Dia mengatakan jalur Sesar Grindulu belum dipetakan secara rinci. Menurutnya, gempa yang terjadi semalam bisa jadi momen penting untuk identifikasi Sesar Grindulu lebih komprehensif.

"Jika perlu ada kajian sejarah kegempaan purba (paleoseismologi) yang terekam dalam lapisan batuan yang berusia ribuan tahun sepanjang Sungai Grindulu barangkali dapat membantu memberikan petunjuk mengungkap periodisitas gempa kuat yang pernah terjadi dipicu struktur sesar ini pada masa lalu. Kajian perlu dilakukan supaya jangan sampai Sesar Grindulu kecolongan seperti Sesar Opak di Yogyakarta yang ternyata aktif kembali memicu peristiwa gempa besar pada 27 Mei 2006," ujar dia.

Dalam beberapa literatur hasil kaiian, jalur Sesar Grindulu melintasi 5 kecamatan, yakni Kecamatan Bandar, Nawangan, Unung, Arjosari, serta Donorojo. Sesar mayor sendiri memiliki sesar-sesar minor yang tersebar di beberapa Kecamatan di Kabupaten Pacitan. Beberapa ahli menduga Sesar Grindulu yang membelah Kabupaten Pacitan ini strukturnya mencapai lereng Gunung Wilis di Kabupaten Ponorogo.

Daryono mengingatkan mitigasi perlu dilakukan agar masyarakat memahami pentingnya bangunan rumah dengan struktur kuat dan aman saat terjadi gempa bumi. Dia mengatakan konstruksi rumah menggunakan kayu dan bambu bisa jadi alternatif dengan harga relatif lebih murah.

"Gempa bumi tidaklah membunuh dan melukai tetapi bangunan tembok lemah yang rubuh dan menimpa penghuninya yang menimbulkan korban," ucapnya.

Daryono mengatakan wilayah Kabupaten Pacitan termasuk salah satu kawasan paling rawan gempa tektonik di Jawa Timur. Pacitan masuk kategori risiko tinggi karena berhadapan dengan zona Megathrust selatan Jawa dan juga terletak di jalur Sesar Grindulu. Sehingga penting dilakukan kajian bahaya dan risiko gempa di wilayah ini.

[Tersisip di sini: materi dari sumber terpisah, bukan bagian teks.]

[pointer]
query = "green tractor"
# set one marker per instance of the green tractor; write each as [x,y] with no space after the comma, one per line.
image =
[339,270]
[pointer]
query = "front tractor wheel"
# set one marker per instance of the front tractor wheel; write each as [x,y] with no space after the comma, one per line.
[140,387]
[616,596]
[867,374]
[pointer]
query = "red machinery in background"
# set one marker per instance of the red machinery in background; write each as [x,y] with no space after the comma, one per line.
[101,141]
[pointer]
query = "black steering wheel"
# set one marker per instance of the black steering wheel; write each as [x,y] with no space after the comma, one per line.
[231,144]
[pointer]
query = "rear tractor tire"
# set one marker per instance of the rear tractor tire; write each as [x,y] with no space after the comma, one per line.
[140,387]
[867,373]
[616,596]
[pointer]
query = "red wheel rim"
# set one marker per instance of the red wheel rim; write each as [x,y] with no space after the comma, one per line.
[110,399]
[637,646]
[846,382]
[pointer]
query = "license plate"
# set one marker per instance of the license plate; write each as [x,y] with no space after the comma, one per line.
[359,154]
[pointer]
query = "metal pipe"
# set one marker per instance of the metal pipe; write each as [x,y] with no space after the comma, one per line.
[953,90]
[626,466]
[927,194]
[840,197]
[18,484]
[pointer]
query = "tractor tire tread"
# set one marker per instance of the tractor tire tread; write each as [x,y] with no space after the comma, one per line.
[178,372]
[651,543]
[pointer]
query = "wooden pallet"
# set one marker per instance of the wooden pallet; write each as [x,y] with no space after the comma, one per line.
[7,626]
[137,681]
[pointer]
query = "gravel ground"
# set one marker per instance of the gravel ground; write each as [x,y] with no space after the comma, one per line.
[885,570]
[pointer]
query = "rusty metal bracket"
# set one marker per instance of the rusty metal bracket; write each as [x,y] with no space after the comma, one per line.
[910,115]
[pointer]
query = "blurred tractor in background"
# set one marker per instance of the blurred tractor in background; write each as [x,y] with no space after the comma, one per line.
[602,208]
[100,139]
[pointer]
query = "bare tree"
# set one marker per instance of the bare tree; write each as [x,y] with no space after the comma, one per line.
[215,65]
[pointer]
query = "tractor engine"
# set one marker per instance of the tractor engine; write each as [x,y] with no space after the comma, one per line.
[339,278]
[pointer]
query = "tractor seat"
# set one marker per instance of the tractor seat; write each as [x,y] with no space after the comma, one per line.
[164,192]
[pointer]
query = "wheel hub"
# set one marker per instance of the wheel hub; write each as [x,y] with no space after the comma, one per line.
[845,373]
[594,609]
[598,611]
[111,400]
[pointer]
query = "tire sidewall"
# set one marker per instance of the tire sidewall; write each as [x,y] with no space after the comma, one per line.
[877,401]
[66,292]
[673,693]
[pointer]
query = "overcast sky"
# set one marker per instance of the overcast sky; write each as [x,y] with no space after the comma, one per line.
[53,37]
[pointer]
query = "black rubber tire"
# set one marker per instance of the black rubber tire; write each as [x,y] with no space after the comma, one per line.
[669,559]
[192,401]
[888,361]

Diberitakan sebelumnya, gempa terjadi pada Kamis (7/11) pukul 21.27 WIB. Pusat gempa berada di darat, 4 km arah tenggara Pacitan. Gempa terjadi di kedalaman 11 km. Titik koordinat gempa tercatat di 8,23 Lintang Selatan (LS) dan 111,13 Bujur Timur (BT).